2. Any person who is a peace officer and who provides security services for any court of the unified court system may stop a person in or about the courthouse to which he is assigned when he reasonably suspects that such person is committing, has committed or is about to commit either (a) a felony or (b) a misdemeanor defined in the penal law, and may demand of him his name, address and an explanation of his conduct.
3. When upon stopping a person under circumstances prescribed in subdivisions one and two a police officer or court officer, as the case may be, reasonably suspects that he is in danger of physical injury, he may search such person for a deadly weapon or any instrument, article or substance readily capable of causing serious physical injury and of a sort not ordinarily carried in public places by law-abiding persons. If he finds such a weapon or instrument, or any other property possession of which he reasonably believes may constitute the commission of a crime, he may take it and keep it until the completion of the questioning, at which time he shall either return it, if lawfully possessed, or arrest such person.

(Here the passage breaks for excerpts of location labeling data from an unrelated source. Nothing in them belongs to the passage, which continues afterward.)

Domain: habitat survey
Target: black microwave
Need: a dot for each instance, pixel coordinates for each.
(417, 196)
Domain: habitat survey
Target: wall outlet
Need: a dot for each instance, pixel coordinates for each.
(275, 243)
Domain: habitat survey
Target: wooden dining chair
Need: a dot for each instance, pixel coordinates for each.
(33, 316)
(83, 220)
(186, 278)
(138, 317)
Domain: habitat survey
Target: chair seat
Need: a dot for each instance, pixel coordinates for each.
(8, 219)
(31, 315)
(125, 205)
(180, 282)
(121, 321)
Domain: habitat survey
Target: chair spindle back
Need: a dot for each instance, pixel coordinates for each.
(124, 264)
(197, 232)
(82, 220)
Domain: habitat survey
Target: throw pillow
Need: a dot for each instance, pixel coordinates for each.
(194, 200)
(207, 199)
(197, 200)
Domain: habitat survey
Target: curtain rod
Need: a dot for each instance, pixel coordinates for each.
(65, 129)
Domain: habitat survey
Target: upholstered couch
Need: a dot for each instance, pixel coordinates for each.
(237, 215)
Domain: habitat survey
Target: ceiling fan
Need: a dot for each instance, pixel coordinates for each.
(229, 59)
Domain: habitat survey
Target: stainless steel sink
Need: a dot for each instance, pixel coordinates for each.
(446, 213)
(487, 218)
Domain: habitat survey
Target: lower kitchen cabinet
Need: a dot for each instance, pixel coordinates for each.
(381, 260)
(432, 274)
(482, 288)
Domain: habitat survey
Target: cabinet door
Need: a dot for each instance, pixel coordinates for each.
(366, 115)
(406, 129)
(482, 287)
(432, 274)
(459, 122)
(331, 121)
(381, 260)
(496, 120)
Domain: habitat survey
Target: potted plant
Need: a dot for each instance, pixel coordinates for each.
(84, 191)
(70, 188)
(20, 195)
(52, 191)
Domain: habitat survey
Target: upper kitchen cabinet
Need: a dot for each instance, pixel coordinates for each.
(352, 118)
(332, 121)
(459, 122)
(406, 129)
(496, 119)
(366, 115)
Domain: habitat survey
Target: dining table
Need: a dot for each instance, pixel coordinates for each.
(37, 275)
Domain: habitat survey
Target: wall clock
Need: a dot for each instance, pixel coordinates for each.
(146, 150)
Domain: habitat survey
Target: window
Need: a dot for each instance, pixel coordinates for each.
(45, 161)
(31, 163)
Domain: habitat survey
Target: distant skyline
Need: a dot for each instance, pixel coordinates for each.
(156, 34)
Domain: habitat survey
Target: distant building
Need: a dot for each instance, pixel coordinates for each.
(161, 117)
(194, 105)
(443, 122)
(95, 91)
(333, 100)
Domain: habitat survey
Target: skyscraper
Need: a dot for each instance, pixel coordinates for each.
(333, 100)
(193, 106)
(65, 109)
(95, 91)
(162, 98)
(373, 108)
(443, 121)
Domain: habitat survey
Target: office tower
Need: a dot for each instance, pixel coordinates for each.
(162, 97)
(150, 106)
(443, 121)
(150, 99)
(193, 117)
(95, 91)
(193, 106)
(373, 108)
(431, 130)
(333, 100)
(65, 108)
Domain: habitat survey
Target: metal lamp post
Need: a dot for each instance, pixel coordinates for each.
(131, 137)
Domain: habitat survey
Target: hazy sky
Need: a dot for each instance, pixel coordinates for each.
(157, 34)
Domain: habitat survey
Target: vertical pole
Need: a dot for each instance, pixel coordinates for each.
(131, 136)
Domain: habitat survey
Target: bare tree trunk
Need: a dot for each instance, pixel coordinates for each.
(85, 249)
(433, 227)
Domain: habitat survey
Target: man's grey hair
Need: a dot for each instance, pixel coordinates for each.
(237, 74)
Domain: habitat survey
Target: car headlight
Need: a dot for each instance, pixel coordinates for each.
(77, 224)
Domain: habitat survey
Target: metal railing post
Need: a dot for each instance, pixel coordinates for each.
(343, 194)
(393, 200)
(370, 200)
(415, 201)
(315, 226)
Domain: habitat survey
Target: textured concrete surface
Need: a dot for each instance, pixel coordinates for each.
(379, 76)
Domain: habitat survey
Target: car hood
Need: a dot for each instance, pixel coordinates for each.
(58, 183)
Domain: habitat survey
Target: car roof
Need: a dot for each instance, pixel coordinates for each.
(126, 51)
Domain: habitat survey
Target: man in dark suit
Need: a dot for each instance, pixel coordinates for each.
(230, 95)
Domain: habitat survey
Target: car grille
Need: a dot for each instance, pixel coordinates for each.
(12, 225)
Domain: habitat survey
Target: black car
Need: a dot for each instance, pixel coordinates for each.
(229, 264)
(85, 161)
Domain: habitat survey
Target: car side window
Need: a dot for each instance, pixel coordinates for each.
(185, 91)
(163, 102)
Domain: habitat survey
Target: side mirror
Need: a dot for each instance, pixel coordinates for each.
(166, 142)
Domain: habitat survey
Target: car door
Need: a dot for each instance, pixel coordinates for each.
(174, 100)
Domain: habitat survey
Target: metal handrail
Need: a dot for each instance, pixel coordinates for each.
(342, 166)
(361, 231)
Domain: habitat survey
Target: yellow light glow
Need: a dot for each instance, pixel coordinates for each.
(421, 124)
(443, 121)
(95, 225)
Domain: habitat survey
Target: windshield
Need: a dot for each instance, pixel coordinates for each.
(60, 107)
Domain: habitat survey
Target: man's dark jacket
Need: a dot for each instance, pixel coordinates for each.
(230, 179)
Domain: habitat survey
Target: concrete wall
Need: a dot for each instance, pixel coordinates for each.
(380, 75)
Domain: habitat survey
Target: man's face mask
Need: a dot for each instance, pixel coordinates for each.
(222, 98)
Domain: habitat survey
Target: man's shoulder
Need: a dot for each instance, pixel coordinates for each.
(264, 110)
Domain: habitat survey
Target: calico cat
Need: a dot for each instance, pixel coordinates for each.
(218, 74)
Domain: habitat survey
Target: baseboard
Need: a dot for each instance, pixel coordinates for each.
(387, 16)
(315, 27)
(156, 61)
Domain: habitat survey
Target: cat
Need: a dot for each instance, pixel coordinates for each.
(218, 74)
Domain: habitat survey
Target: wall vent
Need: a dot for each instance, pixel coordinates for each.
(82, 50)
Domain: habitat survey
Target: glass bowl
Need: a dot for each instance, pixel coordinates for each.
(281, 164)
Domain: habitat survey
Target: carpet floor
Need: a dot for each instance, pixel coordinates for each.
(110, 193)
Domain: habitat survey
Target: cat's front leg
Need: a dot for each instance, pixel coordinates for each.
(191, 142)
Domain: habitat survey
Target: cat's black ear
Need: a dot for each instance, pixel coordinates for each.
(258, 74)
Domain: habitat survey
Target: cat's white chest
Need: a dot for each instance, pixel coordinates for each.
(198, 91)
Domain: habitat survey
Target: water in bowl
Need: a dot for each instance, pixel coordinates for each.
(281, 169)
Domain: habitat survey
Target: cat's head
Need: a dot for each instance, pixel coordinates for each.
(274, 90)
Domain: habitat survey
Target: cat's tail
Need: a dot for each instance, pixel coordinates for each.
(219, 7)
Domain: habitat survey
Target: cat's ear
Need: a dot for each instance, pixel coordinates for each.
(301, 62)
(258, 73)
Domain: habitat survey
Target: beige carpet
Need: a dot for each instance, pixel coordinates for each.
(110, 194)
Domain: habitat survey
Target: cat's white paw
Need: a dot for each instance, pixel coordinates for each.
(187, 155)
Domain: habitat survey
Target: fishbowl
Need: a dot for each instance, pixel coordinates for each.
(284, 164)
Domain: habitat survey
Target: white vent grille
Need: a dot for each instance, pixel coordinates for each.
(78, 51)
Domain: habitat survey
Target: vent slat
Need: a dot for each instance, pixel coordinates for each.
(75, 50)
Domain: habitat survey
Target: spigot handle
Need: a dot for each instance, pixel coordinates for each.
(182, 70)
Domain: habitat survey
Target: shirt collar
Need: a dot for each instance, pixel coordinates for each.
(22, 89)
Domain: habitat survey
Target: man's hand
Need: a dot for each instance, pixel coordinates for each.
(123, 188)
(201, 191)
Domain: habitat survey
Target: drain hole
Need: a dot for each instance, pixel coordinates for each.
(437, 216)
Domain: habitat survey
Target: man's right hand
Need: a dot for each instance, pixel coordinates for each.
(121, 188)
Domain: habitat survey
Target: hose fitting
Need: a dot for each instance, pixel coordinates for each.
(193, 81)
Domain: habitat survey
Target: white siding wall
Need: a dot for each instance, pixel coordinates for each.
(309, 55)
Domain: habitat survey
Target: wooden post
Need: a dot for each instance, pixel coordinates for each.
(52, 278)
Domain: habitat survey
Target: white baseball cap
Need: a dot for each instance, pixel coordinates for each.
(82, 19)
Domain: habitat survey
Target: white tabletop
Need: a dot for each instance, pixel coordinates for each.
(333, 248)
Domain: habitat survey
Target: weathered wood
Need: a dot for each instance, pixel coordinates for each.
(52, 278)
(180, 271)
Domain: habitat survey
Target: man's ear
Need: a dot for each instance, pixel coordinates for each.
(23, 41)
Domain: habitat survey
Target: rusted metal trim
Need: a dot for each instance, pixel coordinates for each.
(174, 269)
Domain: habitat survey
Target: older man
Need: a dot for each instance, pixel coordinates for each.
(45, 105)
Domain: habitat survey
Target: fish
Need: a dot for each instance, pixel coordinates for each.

4. In cities with a population of one million or more, information that establishes the personal identity of an individual who has been stopped, questioned and/or frisked by a police officer or peace officer, such as the name, address or social security number of such person, shall not be recorded in a computerized or electronic database if that individual is released without further legal action; provided, however, that this subdivision shall not prohibit police officers or peace officers from including in a computerized or electronic database generic characteristics of an individual, such as race and gender, who has been stopped, questioned and/or frisked by a police officer or peace officer.